I'd do that, but we'll be leaving it in the States for home phone service.
Good to hear you're using it in the Philipines, I'm pretty sure that Vonage is sticking with the 150 ms guideline for VOiP connections (in other words, that you need 150 ms point-to-point connections for VOiP to work well). So they don't guarantee that it works everywhere. The connection I'll be using abroad has already been tested using Vonage, and it works even with at least one sat hop.
It's like pulling teeth to get AT&T to admit their box will work in foreign countries. They're still trying to protect their copper LD franchise while selling VOiP accounts. Bozos.
I've been using Skype within the USA for a few weeks for PC-to-PC calling. The quality is unbelievably good (far better than telco service, and as good as face-to-face), lag time is unnoticeable and connections rock-solid so far. And, at free, the price is right. Haven't tried international or dialing outside the Internet yet.
I'm happy.
Can you provide a link for this sort of direct-link VoIP software? I like Skype, but I knew direct-link ought to be possible if you know the IP addresses. Would be nice to be independent of centralized lookup databases just in case.
I think we ought to promote VoIP to as many people as possible, and get them using it at least occasionally. We need to get millions of people to like it before Big Stupid Government tries to squish it due to Big Telco lobbyists.

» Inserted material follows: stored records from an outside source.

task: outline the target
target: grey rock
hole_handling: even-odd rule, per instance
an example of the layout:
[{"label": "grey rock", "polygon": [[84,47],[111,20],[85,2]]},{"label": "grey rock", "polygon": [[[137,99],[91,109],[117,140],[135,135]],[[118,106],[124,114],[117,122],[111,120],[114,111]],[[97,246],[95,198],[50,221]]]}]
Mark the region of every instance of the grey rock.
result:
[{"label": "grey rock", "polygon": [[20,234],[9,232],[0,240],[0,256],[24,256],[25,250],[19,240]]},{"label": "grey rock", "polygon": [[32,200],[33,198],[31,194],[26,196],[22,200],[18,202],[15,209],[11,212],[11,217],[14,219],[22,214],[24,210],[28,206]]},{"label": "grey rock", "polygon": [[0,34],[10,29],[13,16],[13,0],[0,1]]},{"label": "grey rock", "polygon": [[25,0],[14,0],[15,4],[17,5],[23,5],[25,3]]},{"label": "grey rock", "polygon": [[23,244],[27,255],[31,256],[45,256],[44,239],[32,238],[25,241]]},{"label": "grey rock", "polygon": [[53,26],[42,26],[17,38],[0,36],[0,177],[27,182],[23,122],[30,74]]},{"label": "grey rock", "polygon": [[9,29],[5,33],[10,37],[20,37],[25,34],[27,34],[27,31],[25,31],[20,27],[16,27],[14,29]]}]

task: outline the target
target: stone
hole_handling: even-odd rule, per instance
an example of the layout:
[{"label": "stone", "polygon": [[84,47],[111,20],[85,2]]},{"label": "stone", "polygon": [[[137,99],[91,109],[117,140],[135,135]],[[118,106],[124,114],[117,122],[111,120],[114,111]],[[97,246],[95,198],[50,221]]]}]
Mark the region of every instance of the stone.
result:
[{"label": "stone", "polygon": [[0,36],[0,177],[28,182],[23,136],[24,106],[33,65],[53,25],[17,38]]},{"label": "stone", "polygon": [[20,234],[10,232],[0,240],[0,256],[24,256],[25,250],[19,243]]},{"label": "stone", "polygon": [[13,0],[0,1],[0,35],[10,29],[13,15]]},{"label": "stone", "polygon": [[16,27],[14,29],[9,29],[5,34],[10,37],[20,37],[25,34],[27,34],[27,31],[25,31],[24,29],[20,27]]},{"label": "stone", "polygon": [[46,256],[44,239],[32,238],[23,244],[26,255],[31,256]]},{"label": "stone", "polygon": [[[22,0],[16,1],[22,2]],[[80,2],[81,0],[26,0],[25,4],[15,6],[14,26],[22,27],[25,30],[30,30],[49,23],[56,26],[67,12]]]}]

This is true, but Google is in the directory business, not telephony.
They'll end up buying one of the VOiP companies, Skype or Vonage or Lingo, provide really cheap LD service, and make money building a "Google phone directory" and linking it to ads and other search services.
If you have a robust directory architecture and migrate users to your service for telephony, you don't really need phone numbers to locate other users on the system. Just unique IDs mapped to IP addresses. Phone numbers are simply unique string indentifiers. Nothing more.
Looks to me as if Google is out to coopt and perhaps break the entire model of telephony based on phone numbers.
Very interesting. It would be cool if you could do this yourself for free via software, but I don't know if that would be possible. You probably would have to use their service.
I think Google has understood that the monetary value of telephony is in the directory, not in the copper.